Il movimento sui costi è immediato. Su 100 grammi di oro fino, ogni movimento di 100 dollari per oncia vale circa 321,5 dollari di materia. Su 1 chilo di argento, ogni dollaro per oncia vale circa 32,15 dollari. Un laboratorio orafo, un banco metalli o un risparmiatore che acquista fisico non guarda solo il prezzo finale: deve capire quanta cassa viene assorbita da una variazione minima del mercato internazionale.
Le soglie della seduta: 4.300 dollari e 70 dollari
Per l’oro la soglia da proteggere è 4.300 dollari.
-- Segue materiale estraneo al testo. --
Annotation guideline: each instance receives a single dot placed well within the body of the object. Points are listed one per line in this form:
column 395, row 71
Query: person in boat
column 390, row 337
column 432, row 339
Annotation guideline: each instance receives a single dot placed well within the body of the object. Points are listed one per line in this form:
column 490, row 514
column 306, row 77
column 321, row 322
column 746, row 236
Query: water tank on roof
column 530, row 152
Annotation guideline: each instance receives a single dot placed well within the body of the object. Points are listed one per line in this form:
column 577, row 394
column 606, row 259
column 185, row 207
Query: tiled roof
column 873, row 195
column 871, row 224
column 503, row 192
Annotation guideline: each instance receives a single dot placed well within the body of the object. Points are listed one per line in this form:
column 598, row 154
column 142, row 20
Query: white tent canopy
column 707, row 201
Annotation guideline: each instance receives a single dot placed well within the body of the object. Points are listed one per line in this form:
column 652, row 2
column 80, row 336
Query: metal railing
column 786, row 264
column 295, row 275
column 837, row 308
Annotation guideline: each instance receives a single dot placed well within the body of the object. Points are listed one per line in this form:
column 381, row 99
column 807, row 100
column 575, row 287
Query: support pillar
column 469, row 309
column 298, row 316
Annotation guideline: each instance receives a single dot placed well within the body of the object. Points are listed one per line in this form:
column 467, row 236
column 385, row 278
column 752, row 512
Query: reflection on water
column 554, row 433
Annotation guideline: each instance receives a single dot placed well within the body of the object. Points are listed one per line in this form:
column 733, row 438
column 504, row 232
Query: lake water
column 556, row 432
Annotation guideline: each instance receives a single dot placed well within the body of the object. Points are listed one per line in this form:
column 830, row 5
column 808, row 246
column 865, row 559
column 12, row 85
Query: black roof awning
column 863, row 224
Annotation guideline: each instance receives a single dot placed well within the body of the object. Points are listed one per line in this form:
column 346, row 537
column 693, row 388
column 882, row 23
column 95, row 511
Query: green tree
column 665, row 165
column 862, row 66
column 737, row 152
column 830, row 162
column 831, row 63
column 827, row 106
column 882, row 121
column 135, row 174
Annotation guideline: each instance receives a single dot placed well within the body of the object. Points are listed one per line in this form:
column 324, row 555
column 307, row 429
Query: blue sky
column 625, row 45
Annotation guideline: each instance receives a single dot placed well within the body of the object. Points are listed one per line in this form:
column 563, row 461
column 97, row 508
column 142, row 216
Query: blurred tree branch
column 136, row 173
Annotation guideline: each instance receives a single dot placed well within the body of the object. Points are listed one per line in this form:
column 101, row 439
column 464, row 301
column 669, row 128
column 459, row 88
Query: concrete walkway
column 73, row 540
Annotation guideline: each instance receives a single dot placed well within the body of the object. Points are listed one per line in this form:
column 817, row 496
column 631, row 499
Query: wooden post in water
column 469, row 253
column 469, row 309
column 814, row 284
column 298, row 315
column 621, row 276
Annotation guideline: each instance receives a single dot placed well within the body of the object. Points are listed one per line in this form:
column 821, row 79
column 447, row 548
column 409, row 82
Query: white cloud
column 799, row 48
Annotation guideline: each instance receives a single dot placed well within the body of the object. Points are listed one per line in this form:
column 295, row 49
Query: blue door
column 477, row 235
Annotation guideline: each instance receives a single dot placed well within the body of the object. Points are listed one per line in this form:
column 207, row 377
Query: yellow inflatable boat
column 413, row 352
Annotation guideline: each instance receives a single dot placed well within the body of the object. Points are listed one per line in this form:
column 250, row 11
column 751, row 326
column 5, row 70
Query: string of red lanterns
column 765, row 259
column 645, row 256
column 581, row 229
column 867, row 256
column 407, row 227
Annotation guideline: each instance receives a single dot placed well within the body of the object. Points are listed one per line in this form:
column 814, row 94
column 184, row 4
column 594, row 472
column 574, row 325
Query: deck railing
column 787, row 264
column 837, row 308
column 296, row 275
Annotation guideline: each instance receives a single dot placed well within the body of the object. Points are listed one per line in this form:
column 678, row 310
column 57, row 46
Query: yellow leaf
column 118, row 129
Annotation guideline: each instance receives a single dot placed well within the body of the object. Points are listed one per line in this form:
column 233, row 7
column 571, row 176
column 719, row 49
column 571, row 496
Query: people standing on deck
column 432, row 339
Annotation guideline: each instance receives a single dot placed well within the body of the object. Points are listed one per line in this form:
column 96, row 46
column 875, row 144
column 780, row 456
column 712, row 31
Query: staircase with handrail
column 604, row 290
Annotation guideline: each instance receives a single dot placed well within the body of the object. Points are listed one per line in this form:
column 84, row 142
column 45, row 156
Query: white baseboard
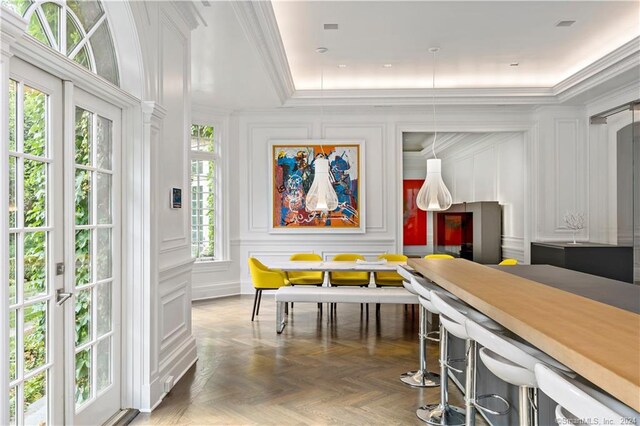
column 215, row 290
column 176, row 365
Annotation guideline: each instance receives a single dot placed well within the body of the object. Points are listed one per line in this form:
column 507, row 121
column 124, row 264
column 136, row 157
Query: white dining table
column 328, row 266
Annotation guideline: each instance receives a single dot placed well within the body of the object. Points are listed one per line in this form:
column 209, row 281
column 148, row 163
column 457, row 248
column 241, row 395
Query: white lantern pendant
column 434, row 195
column 321, row 196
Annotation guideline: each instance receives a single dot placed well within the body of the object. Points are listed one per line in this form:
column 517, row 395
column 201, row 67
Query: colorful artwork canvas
column 292, row 170
column 414, row 220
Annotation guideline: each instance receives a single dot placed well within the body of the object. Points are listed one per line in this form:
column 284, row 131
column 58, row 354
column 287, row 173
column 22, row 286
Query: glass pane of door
column 94, row 225
column 35, row 124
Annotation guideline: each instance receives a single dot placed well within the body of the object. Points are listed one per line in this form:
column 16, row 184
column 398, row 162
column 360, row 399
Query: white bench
column 300, row 294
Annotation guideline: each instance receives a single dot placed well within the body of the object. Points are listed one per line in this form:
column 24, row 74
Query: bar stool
column 422, row 378
column 453, row 315
column 582, row 404
column 513, row 362
column 442, row 413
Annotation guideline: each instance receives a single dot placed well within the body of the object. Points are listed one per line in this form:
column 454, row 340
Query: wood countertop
column 598, row 341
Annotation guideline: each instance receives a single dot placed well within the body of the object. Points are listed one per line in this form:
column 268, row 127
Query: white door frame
column 75, row 97
column 138, row 257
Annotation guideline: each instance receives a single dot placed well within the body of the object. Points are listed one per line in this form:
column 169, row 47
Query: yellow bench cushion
column 306, row 278
column 388, row 278
column 349, row 278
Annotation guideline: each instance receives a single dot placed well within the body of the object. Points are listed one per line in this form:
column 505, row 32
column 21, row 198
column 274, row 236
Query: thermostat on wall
column 176, row 198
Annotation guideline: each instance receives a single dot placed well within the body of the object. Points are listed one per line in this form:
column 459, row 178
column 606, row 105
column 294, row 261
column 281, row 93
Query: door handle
column 62, row 297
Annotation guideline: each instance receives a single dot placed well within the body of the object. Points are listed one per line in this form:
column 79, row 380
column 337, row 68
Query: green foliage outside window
column 34, row 245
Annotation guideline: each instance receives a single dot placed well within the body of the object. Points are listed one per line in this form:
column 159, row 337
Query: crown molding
column 210, row 110
column 259, row 24
column 387, row 110
column 443, row 96
column 620, row 60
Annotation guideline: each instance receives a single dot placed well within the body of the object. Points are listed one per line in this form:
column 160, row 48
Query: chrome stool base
column 441, row 415
column 421, row 379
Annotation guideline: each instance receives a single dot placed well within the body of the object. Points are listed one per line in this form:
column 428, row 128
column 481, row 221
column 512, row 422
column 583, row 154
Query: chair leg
column 255, row 303
column 259, row 300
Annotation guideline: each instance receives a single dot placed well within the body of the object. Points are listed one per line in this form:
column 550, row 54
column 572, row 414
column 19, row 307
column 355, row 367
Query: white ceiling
column 226, row 71
column 478, row 41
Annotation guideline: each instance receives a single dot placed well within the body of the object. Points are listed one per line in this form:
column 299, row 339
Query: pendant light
column 321, row 196
column 434, row 195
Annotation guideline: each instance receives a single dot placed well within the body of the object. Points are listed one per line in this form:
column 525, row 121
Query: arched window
column 75, row 28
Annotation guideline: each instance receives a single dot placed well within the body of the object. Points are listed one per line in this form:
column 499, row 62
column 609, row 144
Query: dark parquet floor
column 341, row 371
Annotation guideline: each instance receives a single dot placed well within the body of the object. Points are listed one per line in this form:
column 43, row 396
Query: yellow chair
column 306, row 277
column 439, row 256
column 264, row 278
column 339, row 278
column 389, row 279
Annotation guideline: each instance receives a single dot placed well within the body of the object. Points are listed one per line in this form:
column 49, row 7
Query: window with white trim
column 205, row 160
column 76, row 28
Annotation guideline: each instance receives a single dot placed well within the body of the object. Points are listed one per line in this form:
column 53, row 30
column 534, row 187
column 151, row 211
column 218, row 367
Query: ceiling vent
column 565, row 23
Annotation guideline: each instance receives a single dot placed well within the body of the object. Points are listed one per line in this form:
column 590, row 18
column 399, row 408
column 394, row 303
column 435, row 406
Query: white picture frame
column 339, row 223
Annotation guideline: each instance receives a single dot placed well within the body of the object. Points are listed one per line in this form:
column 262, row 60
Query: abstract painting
column 292, row 171
column 414, row 220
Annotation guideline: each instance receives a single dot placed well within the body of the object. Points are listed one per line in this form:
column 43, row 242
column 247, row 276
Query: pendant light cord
column 433, row 101
column 321, row 51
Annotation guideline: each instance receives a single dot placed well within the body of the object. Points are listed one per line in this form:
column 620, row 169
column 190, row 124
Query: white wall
column 560, row 172
column 169, row 347
column 381, row 131
column 492, row 168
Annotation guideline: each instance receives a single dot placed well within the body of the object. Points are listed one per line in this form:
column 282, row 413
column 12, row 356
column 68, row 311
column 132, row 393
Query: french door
column 64, row 245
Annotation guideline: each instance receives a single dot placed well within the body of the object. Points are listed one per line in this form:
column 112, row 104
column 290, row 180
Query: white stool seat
column 454, row 314
column 578, row 400
column 429, row 306
column 409, row 287
column 406, row 272
column 506, row 370
column 511, row 350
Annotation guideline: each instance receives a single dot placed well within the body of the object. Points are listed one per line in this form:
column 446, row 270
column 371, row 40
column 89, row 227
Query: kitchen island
column 591, row 324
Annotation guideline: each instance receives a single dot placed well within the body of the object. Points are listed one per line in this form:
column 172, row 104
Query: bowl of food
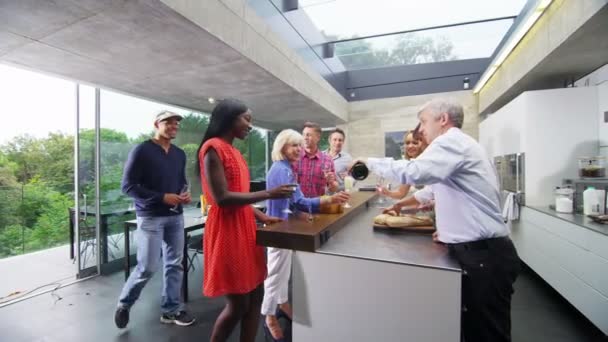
column 332, row 208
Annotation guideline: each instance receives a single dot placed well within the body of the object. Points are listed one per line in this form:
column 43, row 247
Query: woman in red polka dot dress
column 234, row 266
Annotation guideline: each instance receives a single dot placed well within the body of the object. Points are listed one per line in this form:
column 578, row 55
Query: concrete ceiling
column 146, row 49
column 583, row 52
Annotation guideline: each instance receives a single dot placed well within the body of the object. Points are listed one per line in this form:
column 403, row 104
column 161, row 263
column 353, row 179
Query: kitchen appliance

Finché il prezzo lavora sopra quell’area, il recupero nato il 15 giugno conserva continuità e la curva dei futures resta leggibile. Una discesa sotto tale area riaprirebbe vendite tattiche, soprattutto se la Fed mostrasse una posizione più dura sui tassi reali.
Per l’argento la quota sensibile è 70 dollari. Sopra quella zona, il mercato tratta il metallo bianco come beneficiario della distensione e della domanda industriale. Sotto, tornano più visibili le prese di beneficio dopo il rally e il divario fra prezzo spot e prodotti fisici venduti al pubblico si allarga nella percezione del compratore.
#Adessonews seleziona nella rete articoli di particolare interesse.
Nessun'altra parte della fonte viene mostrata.